The Big Bang Theory (TV Series)
The Cohabitation Experimentation (2016)
Jim Parsons: Sheldon Cooper
Photos
Quotes
-
Sheldon Cooper : Like an embassy in a foreign country, this seat is the sovereign soil of my bottom.
-
Sheldon Cooper : Enjoy having the place to yourselves.
Leonard Hofstadter : You enjoy your mission to boldly go where no man has gone before.
Sheldon Cooper : It's Penny's bedroom; plenty of men have gone before.
Penny Hofstadter : Now, now, there's no need to make this emotional.
-
Amy Farrah Fowler : Comfy?
Sheldon Cooper : [referring to Penny's bed] Oh, I'm just happy I don't know what this memory foam remembers.
-
Amy Farrah Fowler : Sheldon, I understand your apprehension, but let me appeal to the scientist in you. Given the five-week end-date, isn't it the perfect opportunity to consider this an experiment and collect data on our compatibility?
Sheldon Cooper : Don't try luring me in with sexy talk.
Leonard Hofstadter : Okay, Star Trek the Original Series. The Starship Enterprise was on a five year mission to explore new worlds. Think of this as your personal five week mission to do the same.
Sheldon Cooper : Now, if you want to lure me in with sexy talk, that's how you do it.
[Leonard smiles smugly]
Penny Hofstadter : Don't be proud of that.
-
Sheldon Cooper : What if living together kills the romance?
Penny Hofstadter : OK; you guys had sex one whole time; nothing can put out a fire like that.
-
[last lines]
Sheldon Cooper : How dare you!
Amy Farrah Fowler : Oh, you heard me. Your experimental bone fides are laughable;
Sheldon Cooper : Whoa, now you're making fun of my bone fides!
Amy Farrah Fowler : Can't make fun of something that's a null set.

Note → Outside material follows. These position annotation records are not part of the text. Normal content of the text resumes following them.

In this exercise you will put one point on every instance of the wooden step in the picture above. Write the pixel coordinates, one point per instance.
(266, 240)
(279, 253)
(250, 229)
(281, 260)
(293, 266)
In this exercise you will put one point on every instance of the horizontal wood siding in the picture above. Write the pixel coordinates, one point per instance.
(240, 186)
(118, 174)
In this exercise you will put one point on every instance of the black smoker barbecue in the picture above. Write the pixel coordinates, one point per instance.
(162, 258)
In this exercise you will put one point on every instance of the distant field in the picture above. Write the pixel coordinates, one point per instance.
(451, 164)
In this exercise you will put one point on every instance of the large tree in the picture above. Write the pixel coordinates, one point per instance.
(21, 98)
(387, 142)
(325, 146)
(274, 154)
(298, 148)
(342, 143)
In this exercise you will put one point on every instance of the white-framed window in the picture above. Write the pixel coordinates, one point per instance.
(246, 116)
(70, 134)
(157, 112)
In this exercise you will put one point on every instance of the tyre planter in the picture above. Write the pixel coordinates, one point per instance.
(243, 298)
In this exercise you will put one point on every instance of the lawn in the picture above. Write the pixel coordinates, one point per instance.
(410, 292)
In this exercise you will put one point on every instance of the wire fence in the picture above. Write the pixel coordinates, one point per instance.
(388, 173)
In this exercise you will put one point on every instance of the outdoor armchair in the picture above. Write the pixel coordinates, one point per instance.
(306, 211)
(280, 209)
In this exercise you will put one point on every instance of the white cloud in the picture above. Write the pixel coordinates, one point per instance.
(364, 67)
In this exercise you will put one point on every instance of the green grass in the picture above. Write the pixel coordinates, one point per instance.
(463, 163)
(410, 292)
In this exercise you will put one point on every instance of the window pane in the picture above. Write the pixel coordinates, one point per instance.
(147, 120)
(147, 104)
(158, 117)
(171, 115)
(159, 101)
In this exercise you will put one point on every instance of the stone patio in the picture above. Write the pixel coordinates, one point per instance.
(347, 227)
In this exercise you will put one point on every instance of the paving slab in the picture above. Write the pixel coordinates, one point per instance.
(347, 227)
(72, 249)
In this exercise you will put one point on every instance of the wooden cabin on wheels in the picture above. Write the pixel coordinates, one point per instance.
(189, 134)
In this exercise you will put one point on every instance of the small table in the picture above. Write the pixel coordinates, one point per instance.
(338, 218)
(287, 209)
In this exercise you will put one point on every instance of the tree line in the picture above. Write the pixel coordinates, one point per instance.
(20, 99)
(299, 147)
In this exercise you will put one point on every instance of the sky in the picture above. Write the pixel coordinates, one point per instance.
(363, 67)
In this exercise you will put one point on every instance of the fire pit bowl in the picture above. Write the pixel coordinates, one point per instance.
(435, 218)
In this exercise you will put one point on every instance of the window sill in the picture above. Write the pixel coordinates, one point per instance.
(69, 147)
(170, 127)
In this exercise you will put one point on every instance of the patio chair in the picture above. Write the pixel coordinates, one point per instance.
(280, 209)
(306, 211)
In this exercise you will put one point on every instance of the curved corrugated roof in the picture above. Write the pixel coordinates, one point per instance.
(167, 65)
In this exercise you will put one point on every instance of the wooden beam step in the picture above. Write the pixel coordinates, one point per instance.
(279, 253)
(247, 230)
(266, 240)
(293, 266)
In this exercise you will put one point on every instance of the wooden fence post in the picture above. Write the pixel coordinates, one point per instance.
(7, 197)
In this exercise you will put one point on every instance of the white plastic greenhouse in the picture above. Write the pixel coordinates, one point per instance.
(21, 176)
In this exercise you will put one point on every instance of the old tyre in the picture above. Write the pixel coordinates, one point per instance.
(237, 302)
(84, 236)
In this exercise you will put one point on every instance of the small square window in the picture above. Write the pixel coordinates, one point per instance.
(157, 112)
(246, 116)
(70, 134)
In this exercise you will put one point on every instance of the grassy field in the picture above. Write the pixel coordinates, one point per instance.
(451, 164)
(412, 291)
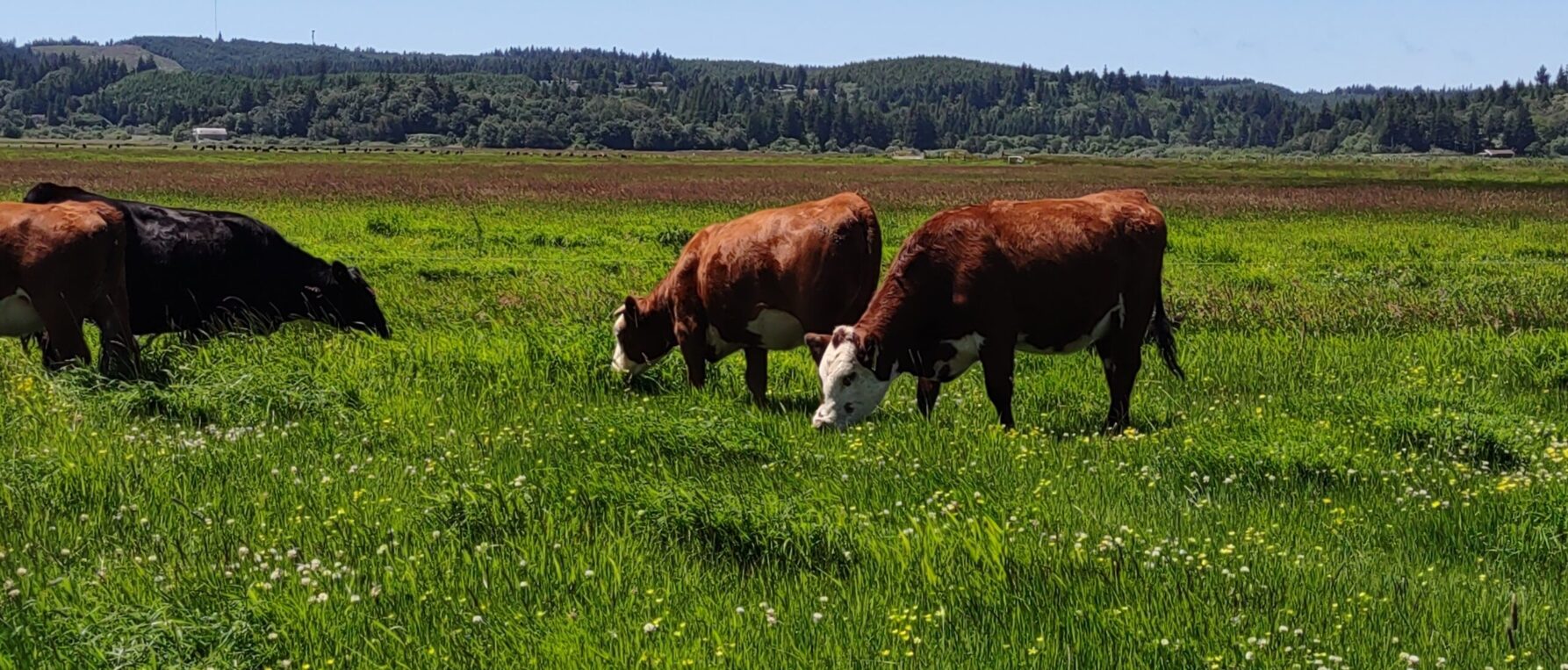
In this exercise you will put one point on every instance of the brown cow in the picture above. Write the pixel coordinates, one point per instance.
(979, 283)
(61, 264)
(758, 283)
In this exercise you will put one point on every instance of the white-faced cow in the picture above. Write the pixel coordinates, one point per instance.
(758, 283)
(60, 265)
(977, 283)
(203, 273)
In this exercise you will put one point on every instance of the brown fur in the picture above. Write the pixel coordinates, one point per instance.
(1047, 269)
(817, 261)
(71, 259)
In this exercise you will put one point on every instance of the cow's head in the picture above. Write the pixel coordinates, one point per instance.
(642, 336)
(49, 193)
(347, 301)
(855, 375)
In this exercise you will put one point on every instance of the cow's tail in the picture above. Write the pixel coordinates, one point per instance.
(1162, 336)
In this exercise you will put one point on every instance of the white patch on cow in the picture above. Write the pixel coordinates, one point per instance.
(618, 360)
(776, 330)
(720, 346)
(967, 352)
(18, 316)
(1095, 335)
(849, 390)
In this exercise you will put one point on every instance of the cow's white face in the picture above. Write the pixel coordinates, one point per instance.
(620, 361)
(850, 388)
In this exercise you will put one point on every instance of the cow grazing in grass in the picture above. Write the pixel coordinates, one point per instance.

Penny Hofstadter : Feel like I should say 'damn',
Leonard Hofstadter : Do it.
Penny Hofstadter : Daaaaaamn!
Sheldon Cooper : Weh, if you are so protective of the scientific method, perhaps we should use the next five weeks to finish what we started!
Amy Farrah Fowler : Well, for science, maybe I will!
Sheldon Cooper : For science, maybe you should!
Amy Farrah Fowler : Fine!
Sheldon Cooper : Fine!
Amy Farrah Fowler : Good!
Sheldon Cooper : Great!
Amy Farrah Fowler : Do you want to go to our place and make out?
Sheldon Cooper : Does Stephen Hawking roll through the quad?
[they storm out]
Penny Hofstadter : The new neighbors are weird.
-
Sheldon Cooper : Yes. I accept this five-week mission to share a living space with my girlfriend.
Amy Farrah Fowler : Oh, this is so exciting!
Sheldon Cooper : Well, now don't be surprised if like Star Trek, it's canceled in three.
-
Sheldon Cooper : You know, historically, I don't do well with change.
Penny Hofstadter : Okay, it won't be that bad. We wouldn't even sit in your spot while you're gone.
Sheldon Cooper : You're darn right, you wouldn't. No matter where I am, this will always be my spot. Like an embassy in a foreign country, this seat is the sovereign soil of my bottom.
-
Amy Farrah Fowler : If you don't want to snuggle, fine, but we're not building a pillow wall.
Sheldon Cooper : But, uh, well uh, I am sorry; I am just worried that my sensitivity to temperature could make this a rough night. And no offence, but your bottom radiates enough heat I'm surprised there aren't iguanas lying on it.